Figure 6. Comparison of distribution of IgG between FcRn^+/+ and FcRn^−/− YS endoderm.

A. Photomicrographs illustrating YS sections from FcRn^+/+ (a, b, c) and FcRn^−/− (d, e, f) YS labeled to visualize IgG (green) as was done in Fig. 5. The phalloidin (gray) and DAPI (blue) labeling were used to mark cell boundaries and nucleus, respectively, shown in b and e. For orientation DIC images in c and f are shown.
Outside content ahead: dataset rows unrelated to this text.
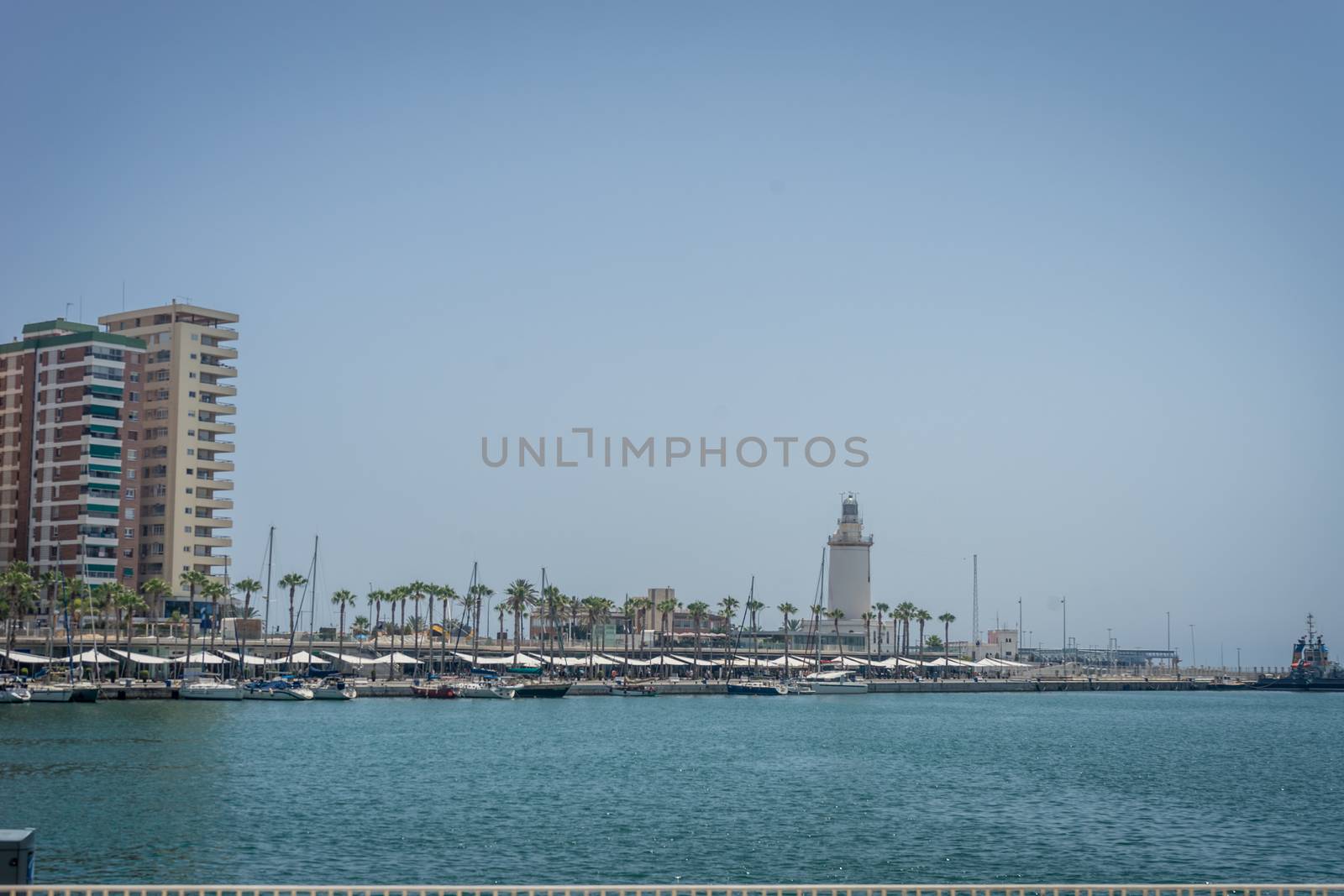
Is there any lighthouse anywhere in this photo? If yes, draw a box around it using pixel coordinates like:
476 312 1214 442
827 491 872 631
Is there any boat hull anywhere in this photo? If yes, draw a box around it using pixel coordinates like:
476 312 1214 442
811 681 869 694
244 688 313 700
179 685 244 700
513 683 570 700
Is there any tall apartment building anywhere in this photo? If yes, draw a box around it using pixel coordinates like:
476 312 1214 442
0 318 145 587
98 302 238 612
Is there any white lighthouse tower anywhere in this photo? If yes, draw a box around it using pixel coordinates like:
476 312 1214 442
827 491 872 631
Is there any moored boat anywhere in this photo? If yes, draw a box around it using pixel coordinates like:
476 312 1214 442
1255 616 1344 690
244 679 313 700
513 681 570 699
0 681 32 703
455 681 516 700
728 681 788 697
311 676 359 700
412 681 457 700
177 673 244 700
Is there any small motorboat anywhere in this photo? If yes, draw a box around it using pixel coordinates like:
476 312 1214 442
244 679 313 700
311 676 359 700
412 681 459 700
0 681 32 703
513 681 571 700
177 673 244 700
457 681 517 700
728 681 789 697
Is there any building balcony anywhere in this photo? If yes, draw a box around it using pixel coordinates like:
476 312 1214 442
197 432 237 454
200 383 238 395
200 336 238 360
200 352 238 376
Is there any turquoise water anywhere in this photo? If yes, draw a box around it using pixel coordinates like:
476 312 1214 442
0 692 1344 884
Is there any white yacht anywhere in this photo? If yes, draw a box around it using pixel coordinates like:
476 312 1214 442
309 677 359 700
0 681 32 703
244 679 313 700
454 681 516 700
179 673 244 700
806 672 869 694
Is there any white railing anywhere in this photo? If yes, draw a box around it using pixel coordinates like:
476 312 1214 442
0 883 1344 896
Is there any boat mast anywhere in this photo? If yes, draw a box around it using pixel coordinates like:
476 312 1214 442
307 535 318 676
260 527 276 643
813 548 827 673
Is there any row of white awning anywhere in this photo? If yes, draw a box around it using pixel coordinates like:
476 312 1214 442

The solid arrows and arrow heads point to IgG in apical endoderm and mesenchyme, respectively. The bar = 10 µm. The inset of a and b, containing a higher magnified view of an outlined area of FcRn^+/+ and FcRn^−/− yolk sac are shown. The solid arrows and arrow heads, respectively, point to IgG in apical and in mesenchyme areas in FcRn^+/+. The lack of IgG in FcRn^−/− mesenchyme and the presence of dense blobs in apical areas are shown by arrow heads and solid arrows respectively. B. Quantitative comparison of IgG (average intensity) between FcRn^+/+ and FcRn^−/− in whole cell and apical areas of ED. Fluorescence images such as shown in panel A (a and c) were collected on a confocal microscope. The images were quantified, averaged for 300 cells, and plotted as average intensity for each strain (n = 3 FcRn^+/+ or 3 FcRn^−/− mice). a. The image shows that total IgG in FcRn^−/− is slightly higher but not statistically different than FcRn^+/+ (P = 0.681). b. The image shows that IgG is more intense in FcRn^−/−apical areas than in FcRn^+/+. C. Number of pixels positive for IgG signal was quantified. Fluorescent images were converted to binary images and then used for quantifying the percent positive pixels. a. A difference could not be found in the percent of pixels positive for IgG in whole cell of FcRn^+/+ and FcRn^−/− were almost equal (P = 0.554). b. Percent positive pixels in FcRn^−/− apical portion was significantly higher than in FcRn^+/+.